Brandalin Barnes, left, is a nuclear technician student at Idaho State University's Energy Systems Technology and Education Center (ESTEC). Her summer internship at INL provided experience at the lab's operating nuclear facilities.

Internships give nuclear technician students hands-on experience

By Kortny Rolston, INL Communications & Governmental Affairs

Brandalin Barnes expected to spend her 10-week internship at Idaho National Laboratory as a "go-fer" or errand girl. Instead, she is working in a control room, walking down piping systems, and monitoring temperature, pressure and other critical parameters at an INL nuclear facility.

Barnes worked at the Materials & Fuels Complex's Fuel Conditioning Facility, which contains this large hot cell to protect employees working with highly-radioactive materials.

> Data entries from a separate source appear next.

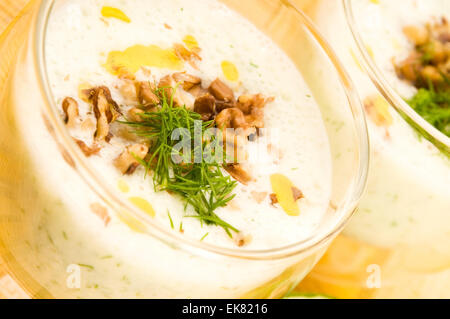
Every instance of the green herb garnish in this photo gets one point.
(201, 184)
(434, 106)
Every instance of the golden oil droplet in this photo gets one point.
(282, 187)
(111, 12)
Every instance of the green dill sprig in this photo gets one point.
(201, 184)
(434, 106)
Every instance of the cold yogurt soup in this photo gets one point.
(408, 195)
(130, 79)
(404, 215)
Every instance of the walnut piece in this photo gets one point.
(134, 114)
(188, 80)
(146, 96)
(126, 162)
(70, 108)
(231, 118)
(106, 111)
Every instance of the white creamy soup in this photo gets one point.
(84, 41)
(407, 200)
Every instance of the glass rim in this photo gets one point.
(161, 233)
(432, 134)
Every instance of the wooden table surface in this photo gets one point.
(8, 10)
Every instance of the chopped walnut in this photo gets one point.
(252, 106)
(238, 173)
(231, 118)
(296, 193)
(126, 162)
(106, 111)
(145, 92)
(134, 114)
(88, 151)
(221, 91)
(70, 108)
(205, 105)
(377, 109)
(101, 212)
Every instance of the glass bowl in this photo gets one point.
(400, 231)
(386, 83)
(171, 266)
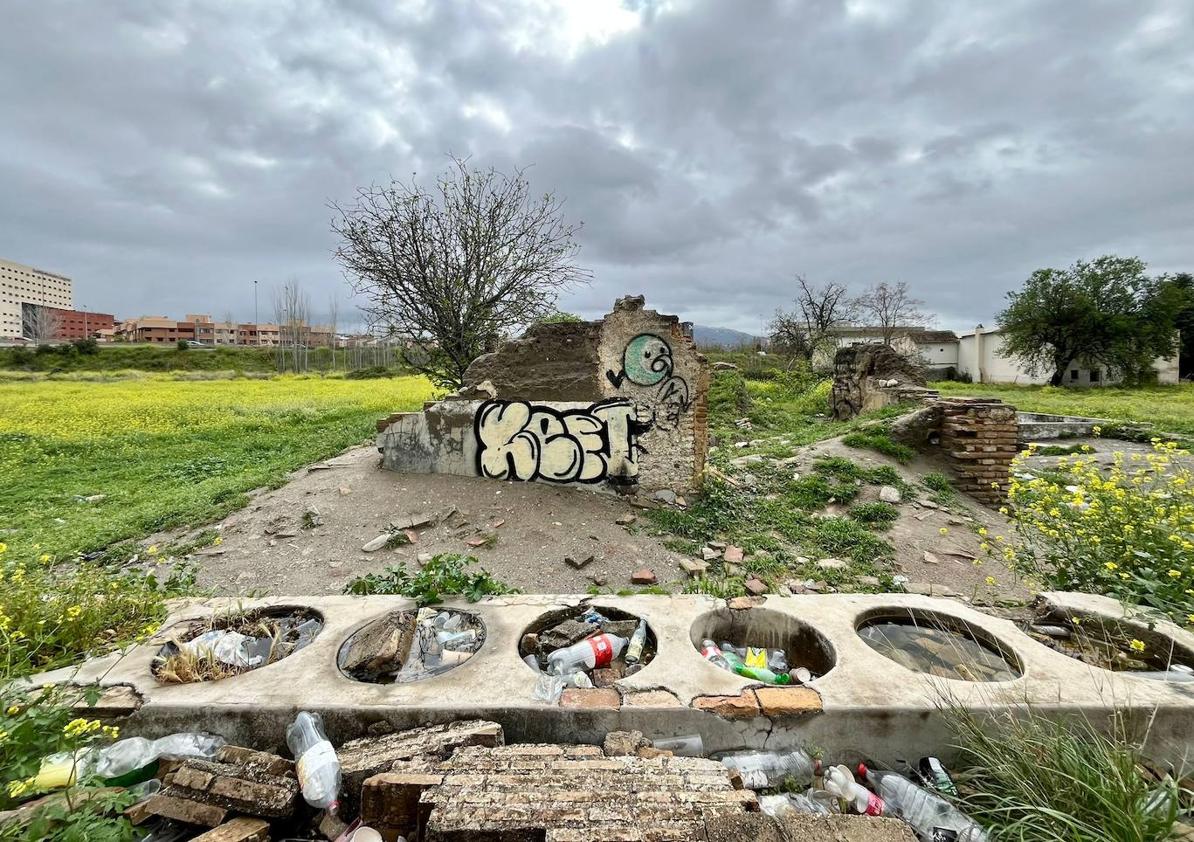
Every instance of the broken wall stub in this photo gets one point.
(617, 403)
(871, 376)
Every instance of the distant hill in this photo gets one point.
(722, 337)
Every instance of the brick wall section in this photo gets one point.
(979, 437)
(568, 793)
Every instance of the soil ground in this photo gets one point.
(266, 549)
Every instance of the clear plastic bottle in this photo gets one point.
(841, 784)
(769, 769)
(931, 817)
(589, 653)
(714, 656)
(638, 640)
(315, 761)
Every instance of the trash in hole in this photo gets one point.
(232, 644)
(404, 646)
(584, 649)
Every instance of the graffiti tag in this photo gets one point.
(647, 362)
(522, 441)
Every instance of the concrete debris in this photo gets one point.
(642, 576)
(376, 544)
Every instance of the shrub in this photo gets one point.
(445, 575)
(1127, 532)
(880, 442)
(1035, 780)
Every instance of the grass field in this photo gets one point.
(1169, 409)
(165, 453)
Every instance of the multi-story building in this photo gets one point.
(24, 290)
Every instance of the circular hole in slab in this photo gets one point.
(407, 646)
(937, 644)
(758, 637)
(1114, 644)
(568, 626)
(231, 643)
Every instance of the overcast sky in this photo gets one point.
(167, 154)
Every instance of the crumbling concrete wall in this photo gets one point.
(619, 403)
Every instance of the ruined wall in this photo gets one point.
(872, 376)
(619, 403)
(980, 437)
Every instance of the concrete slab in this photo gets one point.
(869, 706)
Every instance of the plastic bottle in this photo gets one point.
(714, 656)
(318, 767)
(638, 640)
(589, 653)
(931, 817)
(690, 745)
(769, 769)
(841, 784)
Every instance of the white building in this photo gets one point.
(980, 355)
(22, 284)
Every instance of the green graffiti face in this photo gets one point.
(647, 360)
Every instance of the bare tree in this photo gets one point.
(291, 307)
(41, 324)
(333, 317)
(808, 327)
(890, 307)
(451, 270)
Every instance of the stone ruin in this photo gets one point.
(978, 437)
(871, 376)
(620, 403)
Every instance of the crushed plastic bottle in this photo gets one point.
(638, 640)
(712, 653)
(229, 647)
(589, 653)
(931, 817)
(315, 762)
(690, 745)
(813, 801)
(841, 784)
(769, 769)
(121, 762)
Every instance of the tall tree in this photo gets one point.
(1103, 312)
(808, 326)
(890, 307)
(455, 269)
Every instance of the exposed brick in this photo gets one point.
(241, 829)
(743, 706)
(788, 701)
(651, 699)
(186, 811)
(595, 699)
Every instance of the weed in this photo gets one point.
(445, 575)
(880, 442)
(1035, 780)
(875, 515)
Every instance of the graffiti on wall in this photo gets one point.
(523, 441)
(647, 362)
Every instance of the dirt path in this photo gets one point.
(266, 548)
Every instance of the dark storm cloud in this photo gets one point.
(166, 157)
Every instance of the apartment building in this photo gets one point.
(23, 290)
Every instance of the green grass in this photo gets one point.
(1169, 409)
(165, 453)
(1034, 780)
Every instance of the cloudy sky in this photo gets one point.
(167, 154)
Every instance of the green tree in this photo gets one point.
(1103, 312)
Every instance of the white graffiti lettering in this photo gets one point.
(523, 441)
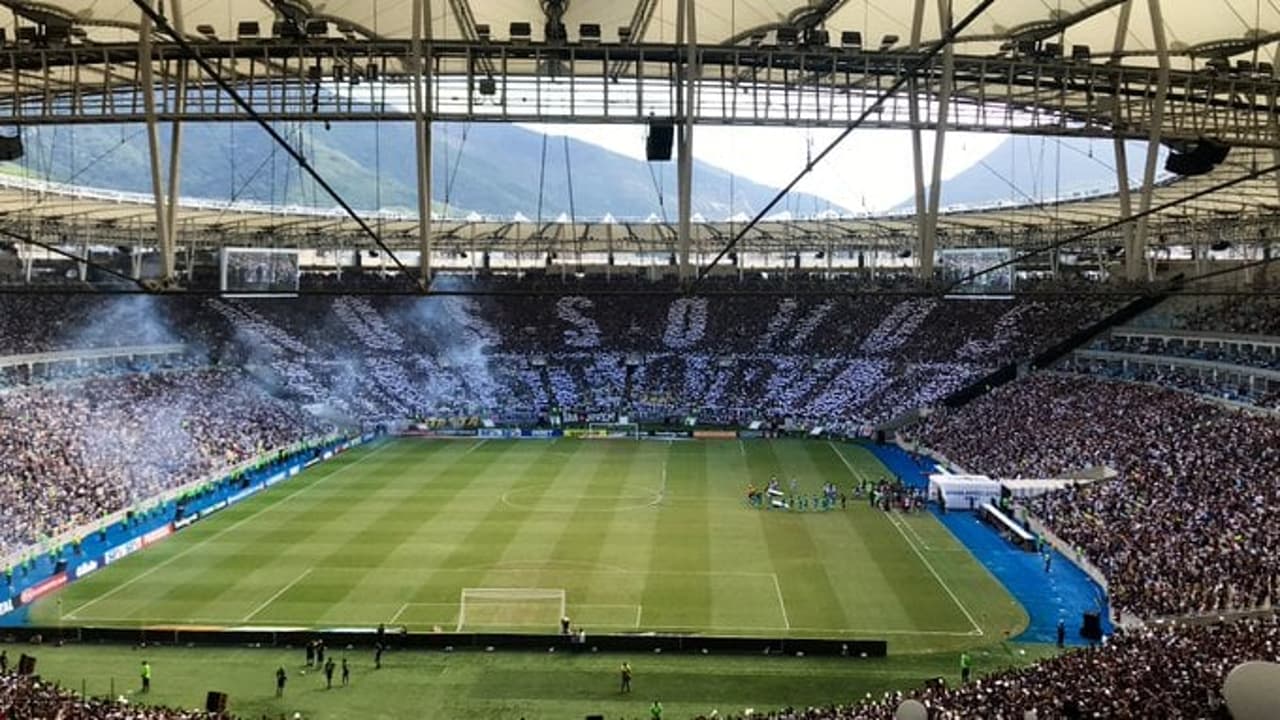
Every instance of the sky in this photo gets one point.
(871, 171)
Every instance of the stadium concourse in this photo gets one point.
(1180, 531)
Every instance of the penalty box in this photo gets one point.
(736, 600)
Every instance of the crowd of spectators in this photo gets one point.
(1169, 671)
(1182, 529)
(73, 450)
(1230, 386)
(1252, 314)
(26, 696)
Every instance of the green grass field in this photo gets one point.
(632, 536)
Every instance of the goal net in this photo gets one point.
(615, 429)
(511, 607)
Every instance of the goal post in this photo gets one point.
(510, 607)
(615, 429)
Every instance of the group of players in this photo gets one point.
(885, 495)
(772, 497)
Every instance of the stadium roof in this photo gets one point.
(1194, 28)
(27, 205)
(1234, 106)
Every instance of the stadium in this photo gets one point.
(339, 377)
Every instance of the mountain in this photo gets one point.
(1028, 169)
(487, 168)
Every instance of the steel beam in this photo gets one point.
(917, 142)
(686, 35)
(164, 240)
(1120, 151)
(176, 136)
(928, 241)
(1136, 254)
(421, 81)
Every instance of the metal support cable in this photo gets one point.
(163, 23)
(908, 74)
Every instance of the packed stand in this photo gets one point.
(1182, 529)
(1252, 314)
(80, 451)
(1157, 671)
(26, 696)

And the second-year student at Idaho State University's Energy Systems Technology and Education Center (ESTEC) couldn't be happier.

"I had this idea that an internship would be making copies and getting coffee, not working in a hot cell and learning about system piping and components," said Barnes, who is enrolled in ESTEC's nuclear operations technician program. "It's been amazing. I work with reactor operators and attend the same training that qualifies them to operate nuclear systems."

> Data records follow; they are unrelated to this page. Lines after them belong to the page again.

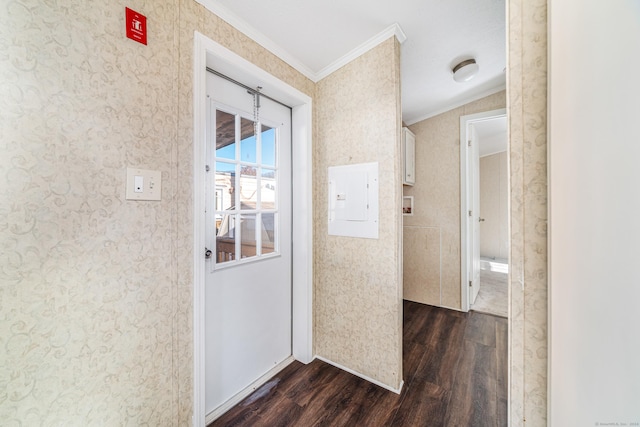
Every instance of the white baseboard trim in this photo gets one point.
(364, 377)
(216, 413)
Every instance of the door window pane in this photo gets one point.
(225, 186)
(248, 236)
(268, 233)
(247, 141)
(248, 188)
(245, 203)
(268, 146)
(225, 135)
(268, 189)
(225, 239)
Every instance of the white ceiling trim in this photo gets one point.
(460, 103)
(392, 30)
(264, 41)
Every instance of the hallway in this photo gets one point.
(455, 371)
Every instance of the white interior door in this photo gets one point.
(474, 218)
(248, 203)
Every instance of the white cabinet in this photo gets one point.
(408, 157)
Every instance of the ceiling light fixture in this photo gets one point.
(465, 71)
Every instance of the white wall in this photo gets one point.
(594, 212)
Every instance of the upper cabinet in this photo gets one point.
(409, 157)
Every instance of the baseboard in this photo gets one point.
(216, 413)
(364, 377)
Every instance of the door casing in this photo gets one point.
(465, 205)
(208, 53)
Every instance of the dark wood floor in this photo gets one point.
(455, 373)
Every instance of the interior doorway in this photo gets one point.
(484, 136)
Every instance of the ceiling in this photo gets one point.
(318, 37)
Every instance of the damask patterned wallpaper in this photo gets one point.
(357, 298)
(96, 291)
(527, 117)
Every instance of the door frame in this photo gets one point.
(465, 236)
(208, 53)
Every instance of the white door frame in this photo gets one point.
(208, 53)
(465, 122)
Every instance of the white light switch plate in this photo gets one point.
(151, 184)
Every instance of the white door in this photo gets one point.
(474, 218)
(248, 284)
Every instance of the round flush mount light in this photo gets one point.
(465, 71)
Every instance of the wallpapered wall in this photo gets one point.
(358, 304)
(527, 117)
(494, 209)
(432, 234)
(96, 291)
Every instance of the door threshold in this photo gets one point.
(239, 397)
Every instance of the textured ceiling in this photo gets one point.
(317, 36)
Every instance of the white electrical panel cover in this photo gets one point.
(353, 200)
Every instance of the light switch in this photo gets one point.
(138, 184)
(143, 184)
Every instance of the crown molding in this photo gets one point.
(456, 104)
(392, 30)
(255, 35)
(264, 41)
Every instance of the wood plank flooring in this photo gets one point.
(455, 373)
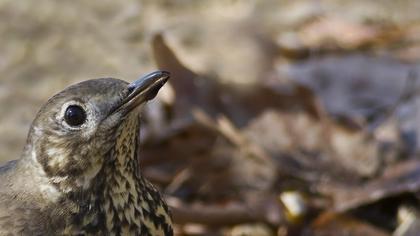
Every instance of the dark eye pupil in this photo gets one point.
(75, 115)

Barnes is one of a handful of ESTEC nuclear technician students interning at INL this summer. Some, like Barnes, work primarily at INL's Materials and Fuels Complex while others are based at the lab's Advanced Test Reactor.

Barnes and her classmates are the first wave of students to enroll in the year-old ESTEC nuclear operations technician program, which INL helped launch in 2011.

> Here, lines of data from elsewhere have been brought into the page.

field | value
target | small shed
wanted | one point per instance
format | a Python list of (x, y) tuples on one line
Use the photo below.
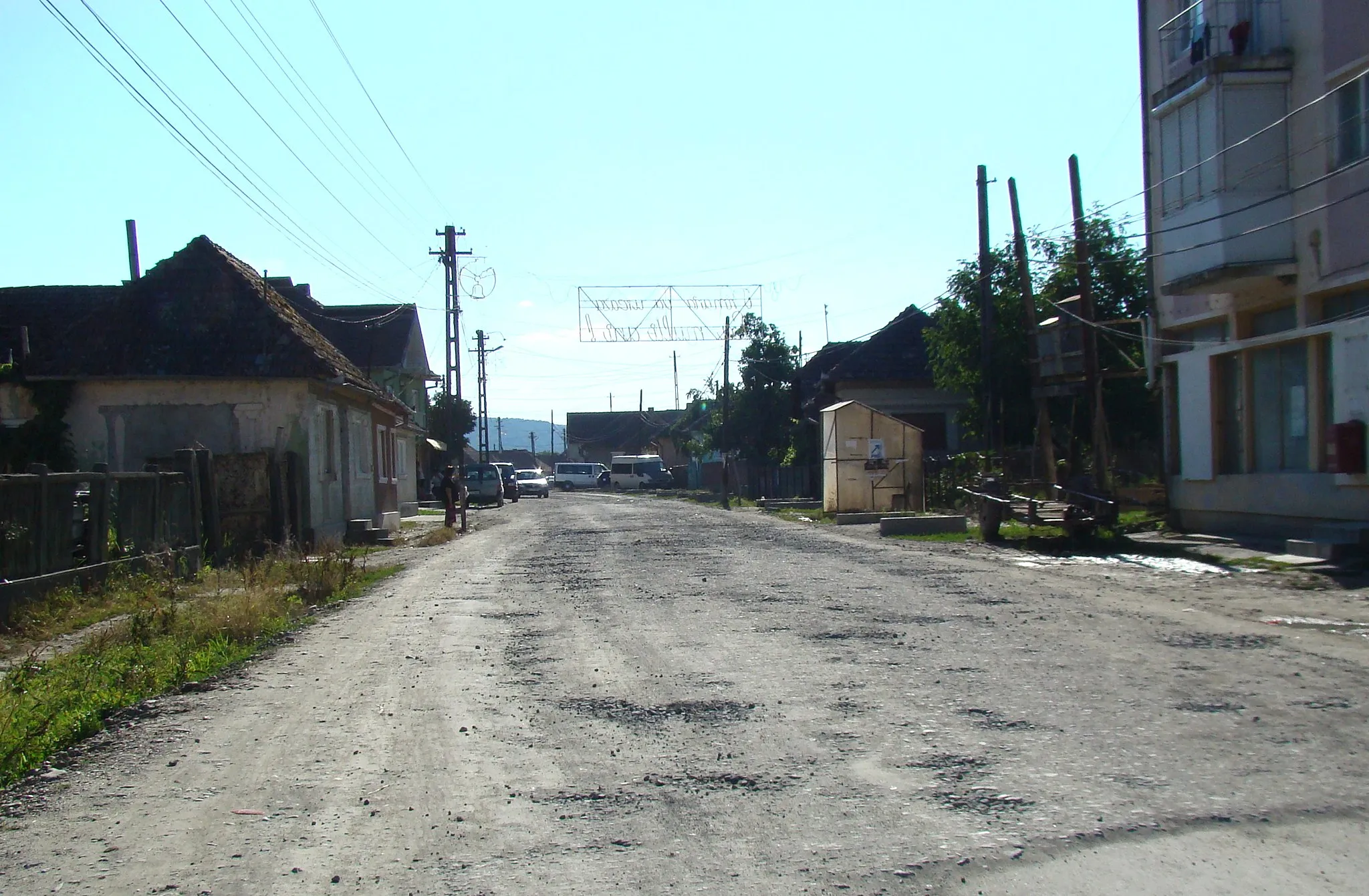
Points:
[(871, 461)]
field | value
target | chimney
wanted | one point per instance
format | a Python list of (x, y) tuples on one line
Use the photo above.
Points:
[(132, 230)]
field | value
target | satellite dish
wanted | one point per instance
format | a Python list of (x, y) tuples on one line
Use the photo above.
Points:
[(477, 283)]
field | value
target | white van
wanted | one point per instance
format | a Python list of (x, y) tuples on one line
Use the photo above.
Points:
[(640, 471), (570, 476)]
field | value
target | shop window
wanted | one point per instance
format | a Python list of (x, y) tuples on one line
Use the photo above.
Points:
[(1231, 434), (1345, 307), (1279, 407)]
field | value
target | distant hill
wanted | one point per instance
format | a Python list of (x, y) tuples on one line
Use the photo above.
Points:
[(517, 430)]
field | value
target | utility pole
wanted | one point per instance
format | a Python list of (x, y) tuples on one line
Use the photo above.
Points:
[(130, 230), (1102, 480), (1043, 442), (986, 313), (482, 396), (727, 342)]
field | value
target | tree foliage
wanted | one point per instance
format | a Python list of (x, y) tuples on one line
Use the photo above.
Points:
[(1119, 286), (451, 420)]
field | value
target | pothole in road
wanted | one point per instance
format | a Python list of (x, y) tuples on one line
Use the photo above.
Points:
[(989, 718), (858, 633), (719, 782), (700, 712), (951, 766), (981, 799), (1207, 641), (1195, 706)]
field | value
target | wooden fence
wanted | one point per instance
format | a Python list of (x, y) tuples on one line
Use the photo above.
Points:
[(69, 527)]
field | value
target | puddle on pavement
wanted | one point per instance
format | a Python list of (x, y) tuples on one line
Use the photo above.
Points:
[(1158, 564), (1309, 623)]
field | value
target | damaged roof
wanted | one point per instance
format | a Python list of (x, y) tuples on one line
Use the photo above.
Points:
[(197, 313)]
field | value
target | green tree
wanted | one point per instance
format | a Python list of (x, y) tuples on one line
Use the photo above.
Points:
[(761, 420), (1120, 292), (451, 420)]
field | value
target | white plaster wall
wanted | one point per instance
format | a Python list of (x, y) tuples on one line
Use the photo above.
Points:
[(1194, 396), (257, 414)]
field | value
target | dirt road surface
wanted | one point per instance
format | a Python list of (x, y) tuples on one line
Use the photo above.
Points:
[(634, 696)]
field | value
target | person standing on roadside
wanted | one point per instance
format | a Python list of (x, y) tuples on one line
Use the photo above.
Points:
[(451, 494)]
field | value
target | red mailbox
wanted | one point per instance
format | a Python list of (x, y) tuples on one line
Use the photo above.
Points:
[(1346, 448)]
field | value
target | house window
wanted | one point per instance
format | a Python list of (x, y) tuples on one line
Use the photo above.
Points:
[(1279, 407), (1271, 322), (1352, 104), (1231, 434), (329, 444)]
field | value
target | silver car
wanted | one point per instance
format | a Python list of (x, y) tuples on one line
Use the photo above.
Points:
[(531, 482)]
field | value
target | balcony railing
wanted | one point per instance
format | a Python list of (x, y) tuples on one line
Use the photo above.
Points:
[(1221, 27)]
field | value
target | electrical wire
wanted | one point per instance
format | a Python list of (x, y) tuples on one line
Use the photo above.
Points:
[(277, 134), (390, 130), (261, 185), (185, 142), (291, 106)]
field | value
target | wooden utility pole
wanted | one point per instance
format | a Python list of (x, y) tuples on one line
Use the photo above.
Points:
[(986, 312), (1043, 441), (1102, 480), (130, 230), (727, 342)]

Barnes and fellow intern Evelyn Hoover pose outside the Materials & Fuels Complex's Fuel Conditioning Facility.
Richard Holman, INL's workforce initiatives manager, said the goal is to give the students real experience in nuclear systems and operations.

"There is a tremendous shortage of experienced nuclear technicians in this country," he said. "Anything we can do to help these students get experience is important to the safety and security of current and new nuclear plants."

Vince Bowen, a nuclear facilities manager at INL and an ESTEC instructor, agrees.

Students learn theory in the classroom, but the knowledge that Barnes and other ESTEC students gain in the field is invaluable, he said.

"When we talk about a bank of high-efficiency filters in class, it doesn't mean much," said Bowen, who is mentoring Barnes and other ESTEC interns this summer. "But when they see it in person and physically put their hands on it, it gives them context. It starts to makes sense."


Did You Know?

Idaho National Laboratory partnered with Idaho State University and Partners for Prosperity, a nonprofit organization, in 2006 to create the Energy Systems Technology and Education Center (ESTEC) at ISU's main campus in Pocatello, Idaho.

The hands-on work excites Barnes. She said it gives her the opportunity to apply what she's learned in class.

"You don't get an idea of the scope or how complex these systems are until you see them and physically touch them," Barnes said.

Holman hopes to increase the number of nuclear operations students interning at INL in the future.

"It benefits everyone. The students gain experience and are exposed to INL and its mission," he said. "We are facing the same shortage everyone else is. If we educate, train and hire them locally, it will help fill the needs we have at INL with highly trained operators that want to stay in eastern Idaho."